This is how you lost me.
I can be the one that got away. I can be the one who never was, the one who will never be. I will always be the one who had the guts to tell you how I felt. I will always be the one left hurting. Always be the one left behind.
You lost me when the texts got shorter and my phone rang less often as it did before. You lost me when replies got slower and messages were sent less often than it was. You lost me because it felt like reaching out to someone fading away.
It felt like I was shouting for help yet no one else can hear me but myself. I was drowning in my own thoughts with no one left to save me. I thought it could be you but you were nowhere to be found.
You lost me when you started to notice the little things. It felt weird to have someone know when I wasn't in the mood to talk. It felt weird to have someone care for me like the way you did. You lost me, because I was losing myself. You lost me, because I knew that I was already screwing up. I'm screwed, because I was already falling for a person I couldn't bear to lose. You lost me right there, and there and you didn't know.
You lost me when promises were broken, and I got stood up by you a couple of times. You lost me when "I'll always be here for you" was no longer enough to assure me that you are and that you'll be there for me through thick and thin.
You lost me, because I thought it could be you.
You were my shoulder to cry on, the one who can pick me up when I fall. It could be you, the one who'll first get the news, and the one who would always know what's happening. You could've been still the one — but I guess you couldn't, you weren't and you wouldn't.
You lost me when I aimed for Merits, and you aimed for something much bigger. You lost me when our priorities pulled us apart. You lost me when I could no longer cope up with the change.
You lost me slowly, and what hurts is that it's all my fault. I misunderstood. I couldn't accept the fact that I couldn't.
You lost me when every Sam Smith song reminded me of you. You lost me when days that we spent together were no longer just days. They were turned into memories that I would remember every time.
You lost me when I write. Every word bleeds for you. You lost me, because I got lost in you, in your eyes, the way you laugh and the way you make me smile.
You lost me, because you were no longer part of my world. You were the center of it.
You lost me, because it was happening too fast. I couldn’t control it anymore. You lost me, I hope you'll look for me.
You lost me when it was no longer just schedules that broke us apart. You lost me when it was already distance and time zones were the things keeping us apart. It would be sunsets for you while sunrises for me. It felt like every mile, every day, every season tore us apart. I tried to hold on to as much as I could, as long I can.
You lost me because while we're apart your image in my mind blurs a little bit each day. Your voice, I heard a little less that used to be my lullaby turned into a sound that breaks my heart every time I hear it. With distance came space, we both started burning bridges and building up walls that surrounded our feelings. And we couldn't bring it down.
We're falling apart, falling out, breaking into two million pieces.

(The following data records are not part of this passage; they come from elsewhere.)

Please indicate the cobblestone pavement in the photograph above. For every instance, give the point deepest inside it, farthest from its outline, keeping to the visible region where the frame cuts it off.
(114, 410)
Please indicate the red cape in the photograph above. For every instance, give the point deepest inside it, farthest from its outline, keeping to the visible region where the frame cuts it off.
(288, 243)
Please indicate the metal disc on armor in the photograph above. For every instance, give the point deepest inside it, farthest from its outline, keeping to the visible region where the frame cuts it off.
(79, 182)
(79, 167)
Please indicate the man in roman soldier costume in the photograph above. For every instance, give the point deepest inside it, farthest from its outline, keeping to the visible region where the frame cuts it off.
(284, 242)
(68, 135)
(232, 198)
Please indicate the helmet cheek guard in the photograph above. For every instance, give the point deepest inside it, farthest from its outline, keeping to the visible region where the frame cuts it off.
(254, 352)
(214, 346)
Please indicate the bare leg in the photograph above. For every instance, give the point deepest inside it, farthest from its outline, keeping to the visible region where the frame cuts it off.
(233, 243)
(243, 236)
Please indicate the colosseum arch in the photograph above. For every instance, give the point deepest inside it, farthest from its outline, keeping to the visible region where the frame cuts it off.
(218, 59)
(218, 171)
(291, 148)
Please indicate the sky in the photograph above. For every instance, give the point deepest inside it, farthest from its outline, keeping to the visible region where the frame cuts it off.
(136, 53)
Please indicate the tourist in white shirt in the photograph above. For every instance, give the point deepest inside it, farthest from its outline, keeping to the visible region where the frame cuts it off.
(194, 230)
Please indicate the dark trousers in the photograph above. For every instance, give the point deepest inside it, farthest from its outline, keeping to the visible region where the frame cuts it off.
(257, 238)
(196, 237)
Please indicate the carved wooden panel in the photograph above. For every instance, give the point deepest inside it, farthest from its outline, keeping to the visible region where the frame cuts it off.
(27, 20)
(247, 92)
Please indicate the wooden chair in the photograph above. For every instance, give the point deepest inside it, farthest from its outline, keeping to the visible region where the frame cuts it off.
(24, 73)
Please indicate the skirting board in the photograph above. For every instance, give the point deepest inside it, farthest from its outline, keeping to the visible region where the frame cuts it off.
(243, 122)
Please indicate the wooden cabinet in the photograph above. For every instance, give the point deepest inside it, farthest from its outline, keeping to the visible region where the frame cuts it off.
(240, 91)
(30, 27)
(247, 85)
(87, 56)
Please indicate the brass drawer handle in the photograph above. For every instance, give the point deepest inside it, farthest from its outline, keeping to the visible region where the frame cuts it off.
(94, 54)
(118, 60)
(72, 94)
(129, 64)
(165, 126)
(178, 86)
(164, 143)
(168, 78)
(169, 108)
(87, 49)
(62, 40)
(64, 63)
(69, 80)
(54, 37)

You lost me, not at goodbye, but at hello. You lost me when we saw each other again after a long time. I was happy, so were you but happier apart.
You lost me while you were finding yourself. I lost you when I tried to find someone else. We lost each other but found something greater, better. You lost me, to find the reasons why you should hold on to me. I lost you to find the reasons to find myself.
Just like two message in a bottles washed away on different shores, in time we'll meet again. In time, maybe we'll deserve each other. In time, maybe we'd be better. In time, maybe we'll have found ourselves and what we were really looking for. In time, I'll see you again.
This is how you lost me. Maybe one day, you'll come back and will try to find me. Maybe this time, you wouldn't lose me again.